Reply
New Member
mbhoakct76
Posts: 11
Registered: ‎08-21-2008

USDA Mortgage question for purchasing second home

Does anyone know what the rules for purchasing a second home are for USDA loans?

I have a house i dont want to sell and take a loss on -

I've been working with a broker who is out for a few days , he recommended and pre-approved us for usda loan, but we didnt talk about carrying the old mortgage while purchasing another home.  ... now im anxious to find a answer.

we looked at a place we like and its cheap enough that both the new and old mortgage combined with all other bills would still fall at 39% of our income.

so-our income is plenty to cover both loans.
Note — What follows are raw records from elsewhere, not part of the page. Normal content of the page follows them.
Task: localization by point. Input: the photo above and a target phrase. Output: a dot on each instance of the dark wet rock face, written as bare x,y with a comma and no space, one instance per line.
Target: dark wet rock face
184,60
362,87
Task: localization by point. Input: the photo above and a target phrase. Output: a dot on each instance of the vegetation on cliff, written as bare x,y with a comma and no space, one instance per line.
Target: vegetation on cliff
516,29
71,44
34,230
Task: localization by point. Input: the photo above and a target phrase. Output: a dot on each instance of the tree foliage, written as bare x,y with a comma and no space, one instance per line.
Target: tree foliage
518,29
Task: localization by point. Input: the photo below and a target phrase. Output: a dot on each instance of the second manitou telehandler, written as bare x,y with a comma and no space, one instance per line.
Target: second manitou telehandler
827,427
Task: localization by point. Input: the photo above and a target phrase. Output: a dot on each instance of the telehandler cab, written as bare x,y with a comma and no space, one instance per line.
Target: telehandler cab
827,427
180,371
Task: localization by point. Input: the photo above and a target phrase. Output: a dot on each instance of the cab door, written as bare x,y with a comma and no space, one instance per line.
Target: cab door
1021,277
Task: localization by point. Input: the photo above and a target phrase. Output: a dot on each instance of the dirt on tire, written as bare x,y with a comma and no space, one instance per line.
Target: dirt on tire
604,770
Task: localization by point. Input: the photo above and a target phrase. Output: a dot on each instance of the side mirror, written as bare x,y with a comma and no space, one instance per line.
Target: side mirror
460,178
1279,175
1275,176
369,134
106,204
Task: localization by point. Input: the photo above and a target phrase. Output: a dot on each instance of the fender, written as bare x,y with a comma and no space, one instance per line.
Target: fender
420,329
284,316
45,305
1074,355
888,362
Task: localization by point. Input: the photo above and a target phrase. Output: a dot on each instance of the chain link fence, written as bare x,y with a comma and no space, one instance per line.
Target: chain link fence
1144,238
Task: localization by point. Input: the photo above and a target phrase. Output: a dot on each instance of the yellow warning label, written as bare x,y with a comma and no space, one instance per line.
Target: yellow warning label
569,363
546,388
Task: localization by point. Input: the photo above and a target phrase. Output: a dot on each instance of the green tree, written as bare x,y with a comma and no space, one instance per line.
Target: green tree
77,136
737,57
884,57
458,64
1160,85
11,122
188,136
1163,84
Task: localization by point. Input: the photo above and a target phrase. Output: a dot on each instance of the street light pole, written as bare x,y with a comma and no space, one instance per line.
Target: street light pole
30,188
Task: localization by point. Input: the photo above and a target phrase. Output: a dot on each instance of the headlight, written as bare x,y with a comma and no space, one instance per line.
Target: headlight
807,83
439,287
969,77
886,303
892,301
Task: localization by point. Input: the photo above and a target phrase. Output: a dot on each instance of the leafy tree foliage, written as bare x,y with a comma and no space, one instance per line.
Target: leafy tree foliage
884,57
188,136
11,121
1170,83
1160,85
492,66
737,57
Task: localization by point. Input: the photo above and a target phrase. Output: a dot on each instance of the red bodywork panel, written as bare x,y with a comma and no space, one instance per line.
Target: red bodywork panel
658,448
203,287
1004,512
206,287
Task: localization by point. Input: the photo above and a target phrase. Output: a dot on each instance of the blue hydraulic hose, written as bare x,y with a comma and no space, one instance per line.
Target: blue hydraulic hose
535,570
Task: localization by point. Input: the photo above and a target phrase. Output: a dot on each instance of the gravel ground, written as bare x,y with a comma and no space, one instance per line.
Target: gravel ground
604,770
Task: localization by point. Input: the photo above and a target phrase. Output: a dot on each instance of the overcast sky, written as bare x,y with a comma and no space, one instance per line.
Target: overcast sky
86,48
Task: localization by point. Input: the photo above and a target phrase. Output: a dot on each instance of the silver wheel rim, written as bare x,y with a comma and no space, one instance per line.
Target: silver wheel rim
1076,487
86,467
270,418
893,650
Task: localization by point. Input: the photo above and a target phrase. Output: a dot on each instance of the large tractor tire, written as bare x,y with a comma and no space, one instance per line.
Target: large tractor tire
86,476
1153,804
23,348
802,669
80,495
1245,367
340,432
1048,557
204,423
already had credit scores run,

just want to know if anyone knows about if they will approve a loan for a second home, as primary residence while keeping the old loan and renting it out???

ps - we dont need the rental income added to our income to make the ratios work.

Super Contributor
ShanetheMortgageMan
Posts: 7,701
Registered: ‎09-28-2007

Re: USDA Mortgage question for purchasing second home

Generally you can't own another home when purchasing a home with USDA, there are a few exceptions.  Where is the new home located compared to where you live now?  Why are you buying the new home?

New Member
mbhoakct76
Posts: 11
Registered: ‎08-21-2008

Re: USDA Mortgage question for purchasing second home

Just a update incase anyone else has the same question.

I found out yes you can keep a previous home, as long as your income is enough to cover the expenses , and as long as you plan on living in the new home purchased with the USDA loan. .. Which is understandable because they are not funding someone who is just purchasing as a investment.

Of course be careful that you didnt sign anything agreeing to live in the first home for a set amount of time.  I did not since it was a conventional loan.

 

Super Contributor
ShanetheMortgageMan
Posts: 7,701
Registered: ‎09-28-2007

Re: USDA Mortgage question for purchasing second home

[ Edited ]

Where did you get that information - as long as your income is enough to cover the expenses?  Sounds like a loan officer talk, one who isn't very familiar with USDA's guidelines.  The only time you can own another home is if the other home is not in the commuting area, or if it's not structurally sound or functionally adequate.  Being able to qualify for both payments is a given.

 

See: http://www.rurdev.usda.gov/regs/regs/pdf/1980d.pdf

 

§1980.346  Other eligibility criteria.       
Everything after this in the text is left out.